In a space crowded with claims around artificial intelligence, what sets SOPHiA GENETICS apart is a disciplined, engineering-led approach. As Jensen Huang of NVIDIA often points out, AI is not magic, it is the product of decades of deep technical work and collaboration. True breakthroughs are built incrementally, not overnight. Since launching our platform in 2015, we have remained focused on refining performance step by step, identifying where the signal lies in complex biological data and understanding what truly brings value to clinicians. AI, in our view, is a toolbox, not a solution in itself. Its effectiveness depends entirely on how well it is applied to the right problems.
There is growing hype around large language models (LLMs) and so-called “foundational models,” but the reality is that not all of these tools are suited to clinical settings. Foundational models, for instance, require transformer-based architectures. We experiment with them, but we do not use them in routine applications, as they currently offer limited added value for our use cases. What matters is pragmatism: using the right tool, not the newest one. The same principle applies to omics data. No single modality – genomics, transcriptomics, or others – is universally superior. The most appropriate input depends on the disease and clinical context. While our platform does not yet integrate every omics layer, we focus on those that offer the clearest benefit.

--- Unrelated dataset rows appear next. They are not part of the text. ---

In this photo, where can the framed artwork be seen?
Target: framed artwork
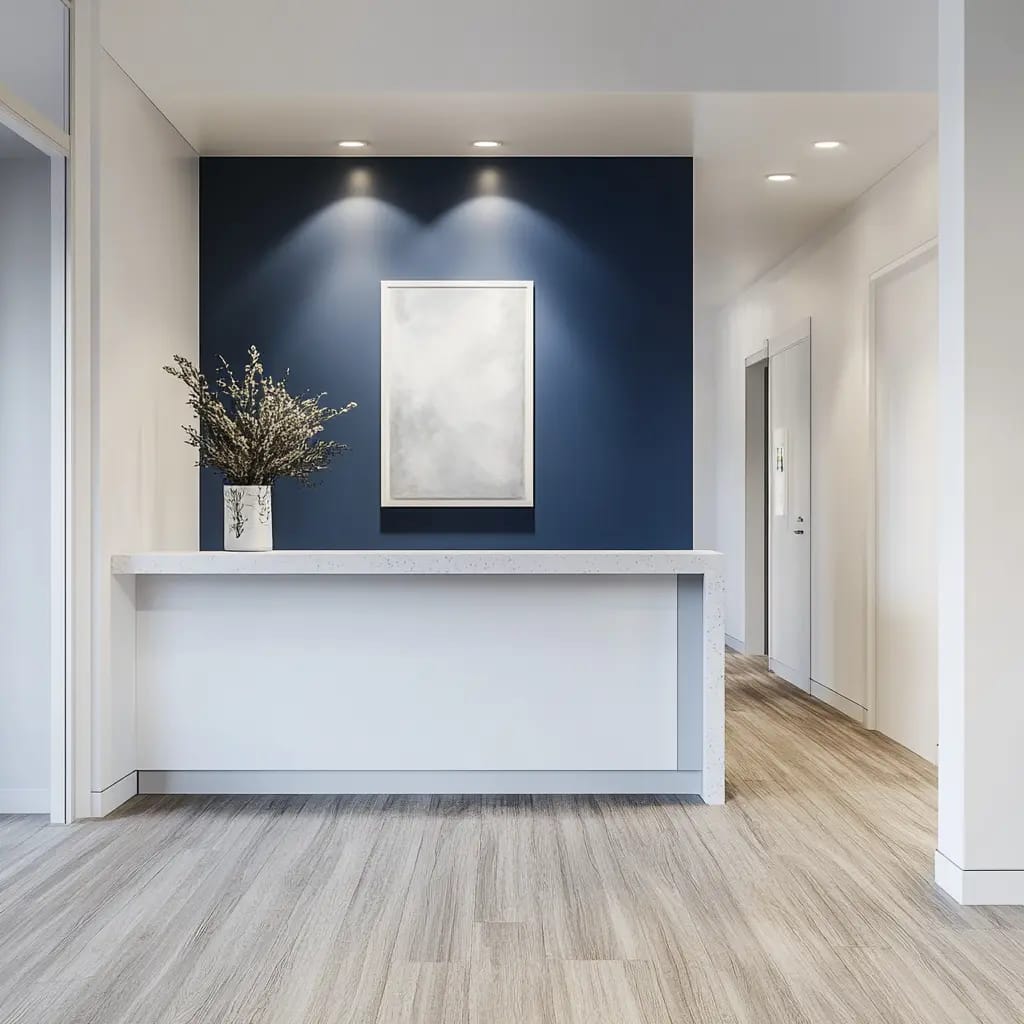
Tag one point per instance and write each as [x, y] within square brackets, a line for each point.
[457, 393]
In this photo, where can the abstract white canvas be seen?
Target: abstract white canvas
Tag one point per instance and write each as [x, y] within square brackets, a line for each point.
[457, 393]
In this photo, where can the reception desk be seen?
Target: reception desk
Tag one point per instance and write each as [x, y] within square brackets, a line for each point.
[415, 672]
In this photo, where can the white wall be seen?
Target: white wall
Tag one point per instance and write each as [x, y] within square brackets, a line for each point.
[34, 55]
[25, 484]
[146, 261]
[826, 280]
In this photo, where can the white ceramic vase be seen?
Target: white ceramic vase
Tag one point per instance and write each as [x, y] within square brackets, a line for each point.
[248, 518]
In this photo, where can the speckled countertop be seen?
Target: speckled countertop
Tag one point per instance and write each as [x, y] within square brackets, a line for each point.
[417, 562]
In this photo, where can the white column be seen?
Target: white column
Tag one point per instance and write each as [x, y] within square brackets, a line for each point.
[980, 856]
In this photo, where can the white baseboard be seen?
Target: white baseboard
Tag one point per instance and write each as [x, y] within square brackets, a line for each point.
[979, 888]
[25, 801]
[849, 708]
[114, 796]
[675, 782]
[783, 671]
[733, 644]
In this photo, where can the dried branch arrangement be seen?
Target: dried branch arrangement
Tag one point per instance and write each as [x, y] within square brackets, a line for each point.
[252, 430]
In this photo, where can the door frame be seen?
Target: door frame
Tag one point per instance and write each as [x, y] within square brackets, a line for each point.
[875, 281]
[796, 335]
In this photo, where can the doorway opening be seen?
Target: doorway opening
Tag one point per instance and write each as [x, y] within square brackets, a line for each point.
[33, 332]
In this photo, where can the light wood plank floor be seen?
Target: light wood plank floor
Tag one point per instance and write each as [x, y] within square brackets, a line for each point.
[806, 900]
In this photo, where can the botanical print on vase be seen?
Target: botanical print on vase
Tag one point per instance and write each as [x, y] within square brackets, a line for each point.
[248, 518]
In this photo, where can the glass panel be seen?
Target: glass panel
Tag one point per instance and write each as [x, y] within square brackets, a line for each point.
[34, 55]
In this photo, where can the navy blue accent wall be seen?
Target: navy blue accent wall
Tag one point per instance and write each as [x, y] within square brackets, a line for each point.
[292, 255]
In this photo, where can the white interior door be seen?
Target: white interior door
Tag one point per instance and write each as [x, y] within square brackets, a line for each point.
[790, 511]
[906, 458]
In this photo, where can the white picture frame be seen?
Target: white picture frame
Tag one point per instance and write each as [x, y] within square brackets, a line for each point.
[480, 453]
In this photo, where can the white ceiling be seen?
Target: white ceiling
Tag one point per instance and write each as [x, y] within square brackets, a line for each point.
[258, 77]
[442, 124]
[743, 225]
[12, 146]
[188, 51]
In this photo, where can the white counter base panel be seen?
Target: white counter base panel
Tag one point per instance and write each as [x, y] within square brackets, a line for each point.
[418, 672]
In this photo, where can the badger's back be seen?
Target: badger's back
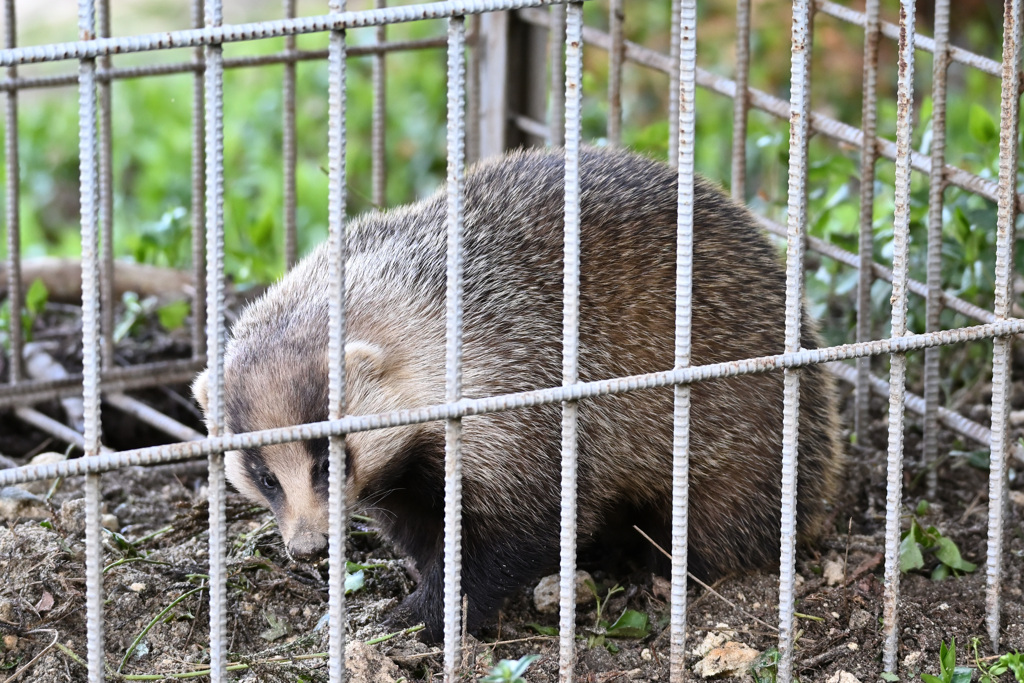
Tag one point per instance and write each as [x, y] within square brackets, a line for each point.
[513, 328]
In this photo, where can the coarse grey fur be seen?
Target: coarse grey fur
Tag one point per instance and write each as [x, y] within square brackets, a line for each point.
[275, 375]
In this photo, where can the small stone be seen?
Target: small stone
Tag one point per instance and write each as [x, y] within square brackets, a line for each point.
[72, 516]
[367, 664]
[42, 486]
[833, 572]
[16, 503]
[859, 619]
[546, 593]
[712, 640]
[732, 658]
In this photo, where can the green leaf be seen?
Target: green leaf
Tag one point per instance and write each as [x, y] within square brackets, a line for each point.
[981, 125]
[36, 297]
[354, 582]
[948, 554]
[173, 315]
[631, 625]
[909, 554]
[962, 675]
[544, 630]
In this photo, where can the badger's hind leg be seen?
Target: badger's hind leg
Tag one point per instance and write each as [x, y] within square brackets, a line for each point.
[495, 564]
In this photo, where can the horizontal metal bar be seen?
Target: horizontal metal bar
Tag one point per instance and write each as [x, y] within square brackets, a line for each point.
[115, 380]
[214, 35]
[53, 427]
[882, 271]
[153, 417]
[467, 407]
[925, 43]
[107, 75]
[951, 419]
[778, 108]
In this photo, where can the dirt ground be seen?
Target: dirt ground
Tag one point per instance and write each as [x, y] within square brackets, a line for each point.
[156, 612]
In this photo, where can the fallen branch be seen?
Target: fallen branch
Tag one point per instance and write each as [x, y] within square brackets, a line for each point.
[62, 278]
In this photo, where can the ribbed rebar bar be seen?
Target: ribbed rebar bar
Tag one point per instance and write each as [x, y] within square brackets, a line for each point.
[616, 56]
[740, 103]
[199, 190]
[897, 372]
[556, 102]
[453, 346]
[570, 341]
[214, 150]
[686, 128]
[288, 145]
[800, 108]
[865, 248]
[89, 203]
[11, 204]
[337, 201]
[1001, 352]
[936, 185]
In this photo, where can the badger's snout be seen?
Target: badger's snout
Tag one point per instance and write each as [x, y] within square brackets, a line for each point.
[305, 542]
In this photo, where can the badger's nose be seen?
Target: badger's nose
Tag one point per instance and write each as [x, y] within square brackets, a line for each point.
[307, 544]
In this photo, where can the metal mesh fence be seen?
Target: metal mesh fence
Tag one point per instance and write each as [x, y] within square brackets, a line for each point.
[94, 52]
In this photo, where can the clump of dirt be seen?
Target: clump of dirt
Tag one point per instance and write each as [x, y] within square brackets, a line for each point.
[155, 585]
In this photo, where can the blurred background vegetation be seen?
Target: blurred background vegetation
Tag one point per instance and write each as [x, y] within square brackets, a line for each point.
[152, 147]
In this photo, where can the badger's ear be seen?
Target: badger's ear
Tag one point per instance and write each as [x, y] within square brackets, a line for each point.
[199, 388]
[365, 358]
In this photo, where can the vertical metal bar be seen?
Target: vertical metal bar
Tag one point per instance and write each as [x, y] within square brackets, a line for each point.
[337, 199]
[105, 197]
[288, 144]
[616, 19]
[800, 104]
[686, 126]
[1001, 352]
[473, 91]
[570, 339]
[89, 199]
[215, 340]
[13, 217]
[897, 373]
[868, 155]
[199, 191]
[740, 103]
[936, 185]
[556, 105]
[453, 344]
[379, 162]
[674, 82]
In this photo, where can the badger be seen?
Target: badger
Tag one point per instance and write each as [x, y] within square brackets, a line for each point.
[275, 374]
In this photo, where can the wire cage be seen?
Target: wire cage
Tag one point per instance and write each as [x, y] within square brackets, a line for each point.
[517, 87]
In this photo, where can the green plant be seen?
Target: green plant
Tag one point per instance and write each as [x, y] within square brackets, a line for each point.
[510, 671]
[948, 671]
[918, 540]
[631, 624]
[765, 668]
[1007, 662]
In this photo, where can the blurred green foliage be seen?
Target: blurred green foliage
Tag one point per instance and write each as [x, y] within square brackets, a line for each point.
[153, 147]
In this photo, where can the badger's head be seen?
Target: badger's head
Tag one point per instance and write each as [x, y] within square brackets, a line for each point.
[276, 386]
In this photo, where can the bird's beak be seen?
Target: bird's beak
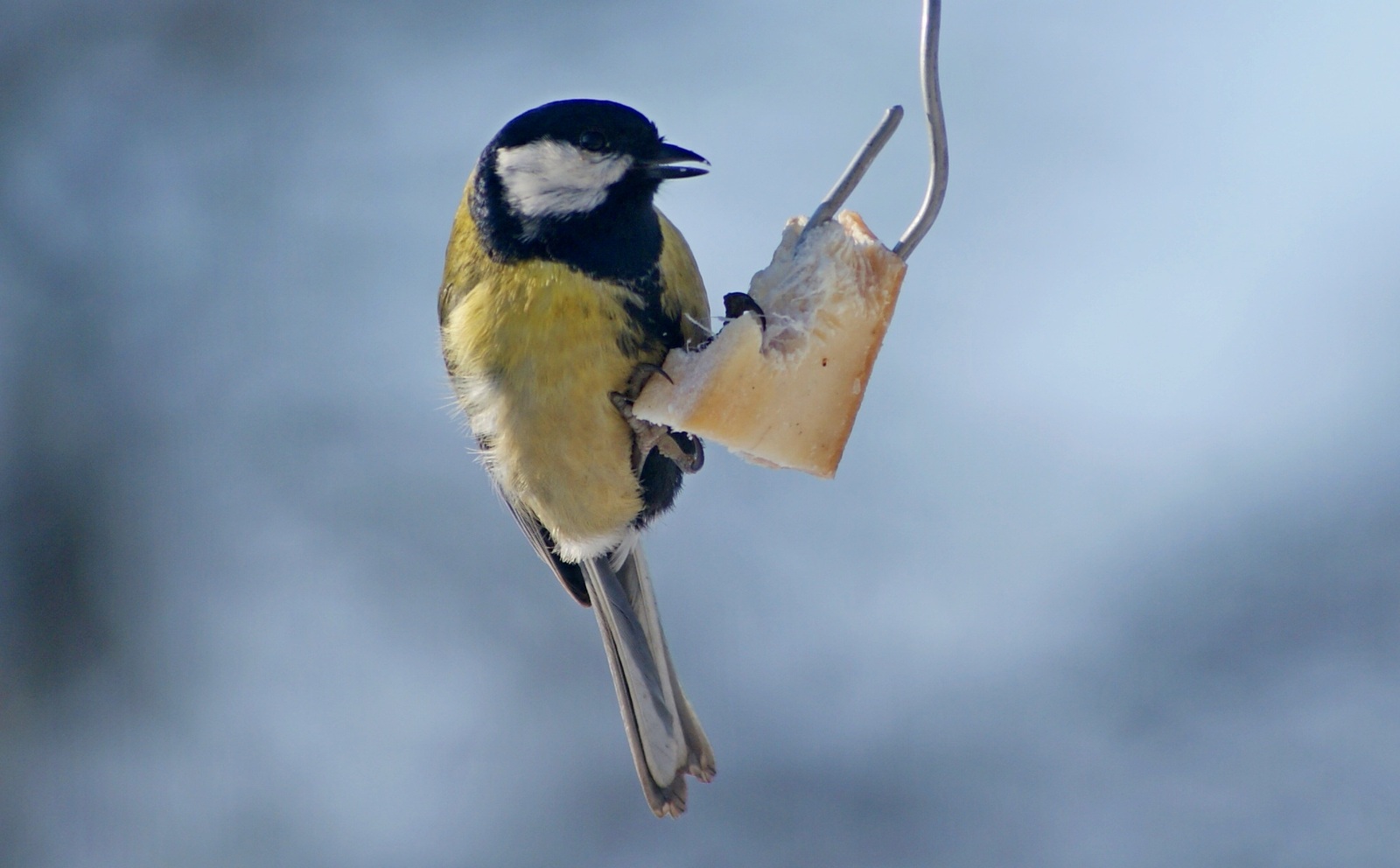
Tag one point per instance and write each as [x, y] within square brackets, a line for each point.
[662, 168]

What differentiates SOPHiA GENETICS is not just technological capability, but our consistent, measured focus on delivering utility, ensuring each step we take leads to practical, high-impact adoption across hospitals and health systems.
Looking ahead, what are the strategic priorities guiding SOPHiA GENETICS’ scale-up and platform evolution?
Our model is built on incremental progress, a deliberate long-term approach. As outlined in our IPO documentation, we estimate our total addressable market at around USD 40 billion globally, spanning precision medicine and biopharma applications. In 2024, we generated approximately USD 65 million in revenue, which reflects both the magnitude of the opportunity ahead and the early phase we are still navigating. But the trajectory is clear.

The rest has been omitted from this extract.